Thankfully it wasn't, and as soon as he's allowed to get to Ocean City - perhaps Wednesday afternoon, officials told him - Cerrato will know for sure.
A similar set of worries about Sandy's effects both down the Shore and closer to home beset Toni Mansfield, also a Haddonfield resident, whose husband's family owns a home on the lagoon in Ocean City.
"I was more concerned about being in Haddonfield with old, tall trees that might fall," said Mansfield, 47, a stay-at-home mother with two children, 7 and 9.
Unlike Cerrato, she didn't follow the storm news on television, having disconnected her cable system in June.
But Mansfield knew the family's boat was sitting in the water outside the Shore house. "This is not going to be good," she predicted.
Mansfield said Tuesday that she still didn't know what happened to the boat, but that Ocean City neighbors had imparted bad news about the house: It was filled with 18 inches of water.
"This probably shuts down the summer season for us," Mansfield said. "We'll be spending time making repairs."
Still, she added, the situation isn't devastating. "When you have children, you just don't care about other stuff in the same way," Mansfield said. "It'll be a headache, but your ultimate concern is people."
That same philosophy has helped Phil Kunz through the tough time of not knowing what has happened to his house in Harvey Cedars on Long Beach Island.
"It's only property at risk, so it eases the mind a bit," said Kunz, 52, an architect from Medford who is married with two sons, 13 and 8.
Still, Kunz very much wants to know the status of his house on the bay. Built in 1939, the two-story frame home has survived storms large and small.
But no one is being permitted to drive over the causeway to the island, so Kunz is looking for a boat he can sail there.
As it happens, Kunz saw a photo Tuesday of his block. It doesn't show his house, but it does depict his parents' home, still intact.
He takes pride in knowing that, since their two-story, 2,500-square-foot frame home on pilings is the first thing he ever designed, in 1990.

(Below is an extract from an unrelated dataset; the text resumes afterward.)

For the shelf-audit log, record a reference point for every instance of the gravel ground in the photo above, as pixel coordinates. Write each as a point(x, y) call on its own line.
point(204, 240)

Events like the furious storm called Sandy can give one pause, and Kunz has been doing some thinking since the winds howled.
"Out on the island in the summer, you can get lost in the beautiful days," he said. "But once in a while a storm can come, and it does remind you, the island can be a tough place. This storm was devastating, and it'll be a new image for people about what a storm can be."